Besides striving for good academic results in the face of challenges, the IB learner profile also encourages us to embrace balanced development. The unique pre-IB bridging year at G10 offers a simulated version of the actual IB, all while giving us ample time to grow independent through making mistakes. In lesson time and in specially designed IB skills classes, we focused on honing necessary skills like time management, critical thinking and self-initiated revision. For me, the wide range of high-performing extracurriculars on offer at DBS synergized strongly with the CAS (creativity, activity, service) component of the IB. I was encouraged to meaningfully reflect on my experiences, such as leading public speaking workshops and putting together our school’s own TEDxYouth event.

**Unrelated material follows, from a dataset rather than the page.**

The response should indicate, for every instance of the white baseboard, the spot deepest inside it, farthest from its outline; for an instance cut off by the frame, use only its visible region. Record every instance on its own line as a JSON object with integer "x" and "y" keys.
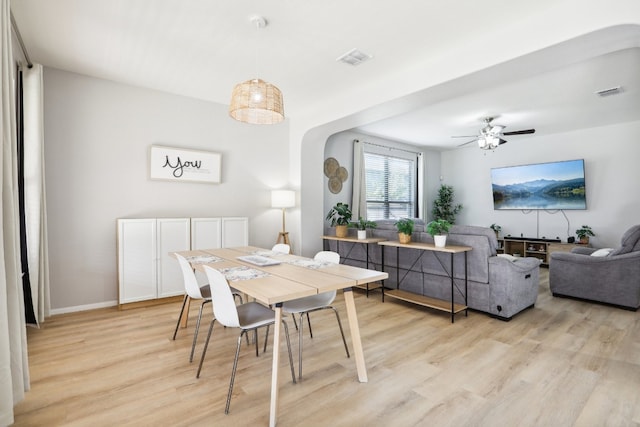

Not only did it ensure that my time outside the classroom wasn’t wasted, it also challenged me to find ways to become a better speaker and organiser. These factors combined push us boys at DBS to excel intellectually, physically and emotionally.
Studying the IB programme also kept me well-conditioned for my university applications. Taking Economics and History at Higher Level primed me to maintain a strong sense towards argumentative structure, while my studies in Language and Literature trained me to put myself in the shoes of the reader when I’m both analysing and composing texts. These helped me take on the requisite admissions tests for law applicants, which required close analysis of passages and writing concise argumentative essays in a short period of time. The frequent use of a discussion-based format in class also conditioned me for my interviews at Cambridge, where I discussed legal passages with members of the Law Faculty there. I anticipate that these skills will continue to serve me as I tackle new challenges presented by studying Law at university level.
Message to Present and Future IB Boys
1. Share and contribute
My time in the IB has taught me that everyone comes up with a great question or idea once in a while – yes, everyone! Don’t hesitate to pipe up in class if you don’t understand something, no matter how unsophisticated the question may seem in your head – chances are, someone else might be wondering about the same thing and would be glad you asked. In addition to classroom contribution, our culture of collaborative revision amongst friends (sometimes across different years) can also be hugely beneficial. Combining everyone’s two cents to create study notes will allow you to notice a larger variety of points and contribute to each other’s knowledge pool. Hence, make an effort contribute to your class, to the programme and to your community.
2. Learn to ‘deal with it’
The IB curriculum is designed to be rigorous and demanding, so a lot of times even the best of us will find ourselves complaining to each other about the difficulty of tasks we have to complete. Despite the occasional light-hearted bickering, I find it most admirable that once the bell rings and we get back home, each one of us settles down to deal with the problems that seemed so hard to overcome the day before. Therefore, as part of your education here, you will embrace the spirit of ‘dealing with it’ and carrying on, even when it feels like you’re having a hard time. Just remember that even though you’re training to become more independent, you’re definitely not alone and can seek help anytime.
3. Keep asking yourself how you can get better
Throughout the course, I was given many opportunities to reflect and evaluate, be it writing evaluating my own performance at various stages of writing the 4000-word extended essay, or combing through some sample essays to figure out where I messed up in the last test. To current IB boys, I encourage you to treasure these opportunities to make solid improvements, and take the initiative to reflect on how to get better even in places where evaluation isn’t a compulsory requirement. We don’t learn from experience as much as we do reflecting upon experience, so don’t stop finding ways you can think, speak and live better than yourself.